Fueled by sleep deprivation, “friendlighting” is a brand new game that has made its way to the University of Tulsa. “The rules are simple,” explained psychology major Molly Lewis. “Do whatever it takes to make your friends question their sanity, without causing any physical harm. Sort of like gaslighting… but with friends!”
Utilizing social media giants such as Twitter and Instagram, students tweet or post images of all their successful tricks. The game has no set point system, but certain moves further your street cred and have been given nicknames.
Examples of this include the classic “I’m on My Way” text, when in fact you are still half-naked watching reruns of “Gossip Girl” without the strength to get up and put on a pair of pants. Another one, specifically targeted toward campuses, is a trick called “The Philanthropy Night.” This is where a person says they’ll come to a philanthropy night for fraternities/sororities and invite everyone they know, but come the night of, they are nowhere to be seen.
The most popular one is arguably the “We Should Get Dinner Sometime,” where in actuality you have zero plans of seeing that person again. This one has risen in popularity because it can be used multiple times on the same person.
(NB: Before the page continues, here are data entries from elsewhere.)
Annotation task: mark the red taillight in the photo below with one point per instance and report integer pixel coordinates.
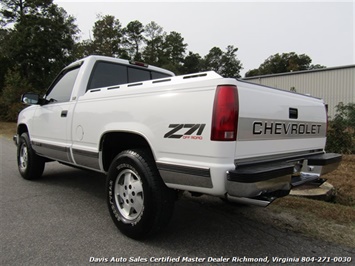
(225, 114)
(326, 113)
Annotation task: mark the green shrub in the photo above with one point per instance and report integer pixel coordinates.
(341, 130)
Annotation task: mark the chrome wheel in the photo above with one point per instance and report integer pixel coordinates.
(23, 158)
(129, 196)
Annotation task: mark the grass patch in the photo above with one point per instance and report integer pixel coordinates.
(330, 221)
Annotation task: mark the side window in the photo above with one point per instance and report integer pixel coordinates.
(135, 74)
(63, 87)
(107, 74)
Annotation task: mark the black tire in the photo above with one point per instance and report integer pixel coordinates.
(139, 202)
(30, 165)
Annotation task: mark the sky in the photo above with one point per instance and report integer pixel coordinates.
(323, 30)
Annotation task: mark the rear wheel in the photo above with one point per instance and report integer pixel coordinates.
(30, 165)
(139, 202)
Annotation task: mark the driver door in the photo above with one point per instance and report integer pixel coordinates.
(50, 134)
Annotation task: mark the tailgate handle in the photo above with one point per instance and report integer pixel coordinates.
(293, 113)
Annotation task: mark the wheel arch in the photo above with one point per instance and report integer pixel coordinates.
(112, 143)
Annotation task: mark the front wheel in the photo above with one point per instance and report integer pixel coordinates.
(30, 164)
(139, 202)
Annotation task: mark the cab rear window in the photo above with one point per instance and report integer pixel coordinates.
(107, 74)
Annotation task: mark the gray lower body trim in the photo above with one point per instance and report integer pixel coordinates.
(185, 175)
(52, 151)
(86, 158)
(82, 158)
(284, 157)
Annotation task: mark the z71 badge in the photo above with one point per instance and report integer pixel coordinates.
(194, 131)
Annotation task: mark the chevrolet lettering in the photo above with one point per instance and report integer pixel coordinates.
(154, 134)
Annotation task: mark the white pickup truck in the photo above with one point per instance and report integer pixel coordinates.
(155, 134)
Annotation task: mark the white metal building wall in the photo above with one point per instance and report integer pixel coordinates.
(333, 85)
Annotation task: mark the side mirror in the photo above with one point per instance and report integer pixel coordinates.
(30, 98)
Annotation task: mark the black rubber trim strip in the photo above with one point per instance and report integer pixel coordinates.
(261, 172)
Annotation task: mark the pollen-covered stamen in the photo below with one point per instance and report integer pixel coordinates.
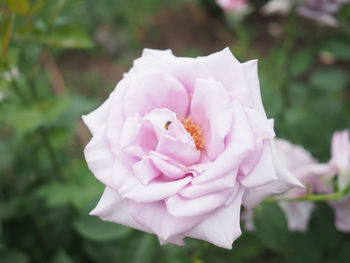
(167, 124)
(195, 131)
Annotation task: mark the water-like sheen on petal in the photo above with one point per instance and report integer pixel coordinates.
(97, 118)
(100, 159)
(250, 69)
(156, 217)
(237, 149)
(112, 207)
(222, 227)
(297, 214)
(130, 187)
(181, 206)
(286, 180)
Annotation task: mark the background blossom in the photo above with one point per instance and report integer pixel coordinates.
(180, 142)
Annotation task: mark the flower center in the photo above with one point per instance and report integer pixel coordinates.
(195, 131)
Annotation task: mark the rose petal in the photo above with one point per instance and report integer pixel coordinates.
(96, 119)
(180, 206)
(297, 214)
(221, 184)
(226, 69)
(286, 180)
(112, 207)
(220, 124)
(250, 69)
(156, 217)
(181, 152)
(176, 240)
(145, 170)
(222, 227)
(167, 166)
(186, 70)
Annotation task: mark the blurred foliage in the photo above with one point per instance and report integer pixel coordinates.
(46, 190)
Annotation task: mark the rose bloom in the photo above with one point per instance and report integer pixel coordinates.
(321, 11)
(341, 162)
(232, 5)
(310, 172)
(180, 144)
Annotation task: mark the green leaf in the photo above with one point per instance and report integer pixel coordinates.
(18, 6)
(330, 79)
(339, 47)
(61, 257)
(271, 227)
(93, 228)
(13, 256)
(301, 61)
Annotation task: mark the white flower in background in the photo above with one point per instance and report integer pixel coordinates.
(341, 157)
(232, 5)
(341, 161)
(321, 11)
(310, 172)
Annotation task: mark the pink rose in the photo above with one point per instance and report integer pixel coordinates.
(310, 172)
(178, 144)
(341, 162)
(232, 5)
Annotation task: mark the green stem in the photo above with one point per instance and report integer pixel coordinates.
(317, 198)
(50, 150)
(8, 36)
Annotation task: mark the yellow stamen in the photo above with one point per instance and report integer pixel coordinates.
(195, 131)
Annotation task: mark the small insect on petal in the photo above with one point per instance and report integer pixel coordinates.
(167, 124)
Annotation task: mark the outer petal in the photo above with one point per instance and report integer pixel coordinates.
(100, 159)
(226, 69)
(130, 187)
(286, 180)
(342, 215)
(180, 206)
(112, 207)
(176, 240)
(181, 152)
(156, 217)
(250, 69)
(263, 172)
(96, 119)
(297, 214)
(153, 89)
(222, 227)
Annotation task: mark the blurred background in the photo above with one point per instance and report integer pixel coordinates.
(60, 59)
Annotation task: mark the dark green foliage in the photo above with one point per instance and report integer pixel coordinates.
(46, 189)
The bigger the hit, the better the recognition. Corbin Barker used the “I Thought It was Your Turn to Clean the Apartment” move for six weeks straight and has skyrocketed in the ranks.
There is even word of amateur teams forming to pull off bigger and better moves. One team in particular, run by Lewis, has made it a goal to screw over at least half of the college campus without them realizing. These include fake social events such as “Speed Dating Day” and “Facebook Party,” as well as pledging Greek life and then not accepting a bid.
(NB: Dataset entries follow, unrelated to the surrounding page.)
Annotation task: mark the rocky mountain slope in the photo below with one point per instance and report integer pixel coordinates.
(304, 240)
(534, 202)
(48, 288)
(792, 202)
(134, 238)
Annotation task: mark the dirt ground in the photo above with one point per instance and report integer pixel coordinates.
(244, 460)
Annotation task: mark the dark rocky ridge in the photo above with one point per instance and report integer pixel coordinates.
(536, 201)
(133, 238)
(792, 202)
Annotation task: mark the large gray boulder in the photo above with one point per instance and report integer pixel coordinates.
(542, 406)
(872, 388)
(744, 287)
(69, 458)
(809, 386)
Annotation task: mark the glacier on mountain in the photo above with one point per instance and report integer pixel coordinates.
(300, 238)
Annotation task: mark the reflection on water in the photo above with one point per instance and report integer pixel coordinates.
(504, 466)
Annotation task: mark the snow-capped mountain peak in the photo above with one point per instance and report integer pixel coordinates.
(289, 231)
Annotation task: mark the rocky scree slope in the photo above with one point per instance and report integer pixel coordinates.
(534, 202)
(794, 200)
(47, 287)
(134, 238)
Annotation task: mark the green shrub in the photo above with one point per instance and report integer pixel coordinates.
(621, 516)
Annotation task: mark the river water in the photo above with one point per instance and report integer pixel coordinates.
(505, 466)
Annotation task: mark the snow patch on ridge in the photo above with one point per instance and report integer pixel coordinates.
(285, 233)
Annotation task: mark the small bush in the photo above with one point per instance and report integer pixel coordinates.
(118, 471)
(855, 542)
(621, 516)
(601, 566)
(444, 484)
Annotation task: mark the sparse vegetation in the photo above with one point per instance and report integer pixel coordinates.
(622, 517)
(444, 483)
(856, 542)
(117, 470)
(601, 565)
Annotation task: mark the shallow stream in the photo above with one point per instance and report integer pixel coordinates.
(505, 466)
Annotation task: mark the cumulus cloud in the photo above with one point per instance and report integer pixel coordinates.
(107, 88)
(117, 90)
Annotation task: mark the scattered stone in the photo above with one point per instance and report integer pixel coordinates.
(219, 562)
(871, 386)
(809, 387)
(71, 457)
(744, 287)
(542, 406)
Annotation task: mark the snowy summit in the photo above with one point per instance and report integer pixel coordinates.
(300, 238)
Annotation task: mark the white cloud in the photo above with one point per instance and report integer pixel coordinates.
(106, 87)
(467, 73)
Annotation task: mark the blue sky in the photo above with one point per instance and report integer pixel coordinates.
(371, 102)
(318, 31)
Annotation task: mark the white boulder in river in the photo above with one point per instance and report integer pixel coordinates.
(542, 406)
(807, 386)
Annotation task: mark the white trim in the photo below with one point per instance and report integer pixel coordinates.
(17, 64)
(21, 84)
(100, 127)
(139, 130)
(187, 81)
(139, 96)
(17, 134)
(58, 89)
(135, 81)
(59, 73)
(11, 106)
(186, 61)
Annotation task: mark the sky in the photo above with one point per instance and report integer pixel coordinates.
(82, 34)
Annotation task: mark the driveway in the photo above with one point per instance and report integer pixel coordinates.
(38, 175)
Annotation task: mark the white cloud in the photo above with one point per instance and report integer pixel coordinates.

Not all moves are successful, however. Accounting major Sam Markle was shunned by others for snapping a photo of himself putting laxatives in the sauces at Benvenuto’s. “This isn’t a prank war, dumbass,” commented a fellow player. “Go back to playing with babies,” said another.
Of course, with more recognition comes more realizations that perhaps your friends are dicking you over. Certain students are locking themselves in their apartments and refusing to leave in fear that someone is going to go out of their way to inconvenience them. Murmurs of “I’m not crazy” can be faintly heard all over Norman Village. And that’s exactly what the pros are hoping for.
Certain professors have become first responders to students who become victims, and there’s word that friendlighting might be banned. It seems players are not too concerned, however, stating that perhaps this game isn’t real to begin with and people have just made it up.
“People say I might be a sociopath,” says Lewis. “But is it really sociopathic to have a little fun? Oh, by the way, come to my College Prom in February.”
When asked when in February, she provided no further details.